Most Googlers and ex-Googlers are big fans of Critique.
Internally, 97% of Google software engineers are satisfied with Critique.4
I asked 7 Googlers about why they prefer Critique over tools they may have used in the past, like GitHub.
They noted:
Static analysis: Google has a full-featured suite of static analysis tools that provide actionable feedback on code automatically. This saves both code authors and reviewers time as reviewers then don’t have to nitpick at obvious items.
Focus on only the latest changed files: There’s a focus on just the latest “snapshot” of code. Previous snapshots, commits, and code changes are not really a focus, allowing for a cleaner user interface.
A familiar, side-by-side diffing interface: It shows “diff from the last review” by default.
ML-powered suggestions: Google’s new ML-powered suggestions speed up code review immensely.
Tight integration with other Google tooling: Critique is integrated extremely well with Google’s IDE and other internal tools, like their bug tracker. When everything is connected together, productivity is better.
- This includes easy linking of code, comments, and tickets.
“Action set” tracking: This lets people know who is supposed to be taking the next action.
Satisfying gamification: While Critique isn’t built to be gamified, Googlers reported how they enjoyed it when Critique “went green,” which meant a PR was ready to submit (all tests passed, reviewers LGTM-ed and approved).
A great quote on static analysis:
A qualitative study of 88 Mozilla developers found that static analysis integration was the most commonly-requested feature for code review.

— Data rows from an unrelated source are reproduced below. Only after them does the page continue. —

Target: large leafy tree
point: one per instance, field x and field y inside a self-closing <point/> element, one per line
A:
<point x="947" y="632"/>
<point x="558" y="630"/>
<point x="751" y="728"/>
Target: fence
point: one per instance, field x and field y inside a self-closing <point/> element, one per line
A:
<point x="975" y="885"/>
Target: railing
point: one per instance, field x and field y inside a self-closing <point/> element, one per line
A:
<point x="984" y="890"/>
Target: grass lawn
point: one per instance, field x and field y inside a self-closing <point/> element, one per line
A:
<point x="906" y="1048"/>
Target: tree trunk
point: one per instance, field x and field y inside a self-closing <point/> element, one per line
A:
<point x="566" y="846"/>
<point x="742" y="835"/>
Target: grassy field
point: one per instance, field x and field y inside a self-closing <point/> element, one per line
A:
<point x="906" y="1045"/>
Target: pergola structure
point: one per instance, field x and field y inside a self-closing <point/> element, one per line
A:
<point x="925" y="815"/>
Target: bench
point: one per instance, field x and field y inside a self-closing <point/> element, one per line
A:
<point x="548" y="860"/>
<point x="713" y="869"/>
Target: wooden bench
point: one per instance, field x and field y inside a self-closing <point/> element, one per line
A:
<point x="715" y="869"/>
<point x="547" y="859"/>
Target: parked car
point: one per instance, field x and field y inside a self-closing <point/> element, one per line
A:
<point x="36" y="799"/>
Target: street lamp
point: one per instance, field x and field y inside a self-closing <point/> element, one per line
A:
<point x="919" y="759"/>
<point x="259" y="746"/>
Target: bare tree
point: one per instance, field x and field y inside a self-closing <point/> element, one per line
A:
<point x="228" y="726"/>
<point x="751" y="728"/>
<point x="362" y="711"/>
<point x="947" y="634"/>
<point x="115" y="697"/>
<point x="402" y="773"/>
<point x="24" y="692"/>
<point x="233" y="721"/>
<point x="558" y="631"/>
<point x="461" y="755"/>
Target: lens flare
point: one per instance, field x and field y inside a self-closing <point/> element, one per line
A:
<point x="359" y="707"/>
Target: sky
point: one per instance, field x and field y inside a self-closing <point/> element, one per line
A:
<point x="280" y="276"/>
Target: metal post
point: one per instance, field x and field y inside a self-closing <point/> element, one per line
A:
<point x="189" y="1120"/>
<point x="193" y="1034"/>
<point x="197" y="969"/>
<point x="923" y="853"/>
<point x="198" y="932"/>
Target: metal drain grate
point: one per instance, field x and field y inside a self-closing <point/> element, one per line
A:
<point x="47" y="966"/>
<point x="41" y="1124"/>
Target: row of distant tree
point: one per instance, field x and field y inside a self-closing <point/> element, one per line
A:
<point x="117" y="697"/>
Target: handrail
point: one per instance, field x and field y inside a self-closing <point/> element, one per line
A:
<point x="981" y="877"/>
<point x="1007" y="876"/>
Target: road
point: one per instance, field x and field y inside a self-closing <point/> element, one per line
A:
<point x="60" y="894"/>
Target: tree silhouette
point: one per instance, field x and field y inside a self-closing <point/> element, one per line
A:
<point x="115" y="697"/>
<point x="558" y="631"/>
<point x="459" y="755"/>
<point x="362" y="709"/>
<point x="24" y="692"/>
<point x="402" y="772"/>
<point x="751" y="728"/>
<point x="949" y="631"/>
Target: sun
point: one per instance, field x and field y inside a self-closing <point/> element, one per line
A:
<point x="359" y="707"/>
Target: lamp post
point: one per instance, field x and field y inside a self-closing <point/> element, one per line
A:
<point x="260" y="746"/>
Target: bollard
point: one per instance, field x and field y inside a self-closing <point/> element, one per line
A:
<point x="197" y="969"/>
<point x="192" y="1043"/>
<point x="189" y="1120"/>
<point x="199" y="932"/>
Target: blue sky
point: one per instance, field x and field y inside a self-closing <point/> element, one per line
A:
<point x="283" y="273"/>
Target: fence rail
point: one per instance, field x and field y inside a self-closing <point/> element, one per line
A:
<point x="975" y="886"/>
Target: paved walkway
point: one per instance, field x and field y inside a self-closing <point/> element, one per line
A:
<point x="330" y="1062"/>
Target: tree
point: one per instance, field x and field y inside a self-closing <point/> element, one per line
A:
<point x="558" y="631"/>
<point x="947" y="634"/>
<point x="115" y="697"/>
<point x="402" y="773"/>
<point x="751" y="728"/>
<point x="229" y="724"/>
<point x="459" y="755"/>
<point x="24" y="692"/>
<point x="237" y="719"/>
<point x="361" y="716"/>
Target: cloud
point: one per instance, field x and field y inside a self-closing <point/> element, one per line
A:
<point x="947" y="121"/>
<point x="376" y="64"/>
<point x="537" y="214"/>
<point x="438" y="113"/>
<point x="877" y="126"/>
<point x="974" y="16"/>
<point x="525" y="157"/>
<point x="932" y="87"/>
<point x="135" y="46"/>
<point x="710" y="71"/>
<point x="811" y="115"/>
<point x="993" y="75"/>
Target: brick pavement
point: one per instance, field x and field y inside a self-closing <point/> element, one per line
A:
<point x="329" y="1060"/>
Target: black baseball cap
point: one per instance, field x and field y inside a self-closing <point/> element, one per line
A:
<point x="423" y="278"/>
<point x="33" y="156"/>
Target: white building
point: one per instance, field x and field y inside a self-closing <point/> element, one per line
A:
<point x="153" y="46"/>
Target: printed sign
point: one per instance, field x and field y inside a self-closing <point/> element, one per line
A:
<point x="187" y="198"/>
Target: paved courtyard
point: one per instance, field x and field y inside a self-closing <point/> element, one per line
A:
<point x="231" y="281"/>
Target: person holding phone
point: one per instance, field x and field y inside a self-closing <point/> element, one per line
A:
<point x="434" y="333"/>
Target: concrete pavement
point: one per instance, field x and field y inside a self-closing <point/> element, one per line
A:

Automated analyses allow reviewers to focus on the understandability and maintainability of changes, instead of getting distracted by trivial comments (e.g., about formatting).
Thoughts and Takeaways
While many of these features are available in other tools today, I believe it is the tight integration and extreme “personalization” of the tooling towards a Google-specific workflow and codebase that makes it so loved.
At the same time, that means it’s not realistic for every company to replicate Critique and related tools exactly. For example, some of their tooling seems specific to challenges created by their monorepo structure.
While Critique itself will never be open-sourced, Gerrit is a similar tool to Critique. It’s an open-source code review tool also created and maintained by Google.
However, I think Google does put a lot of effort and thought into developer productivity. They publish their research freely and there are useful takeaways from their work.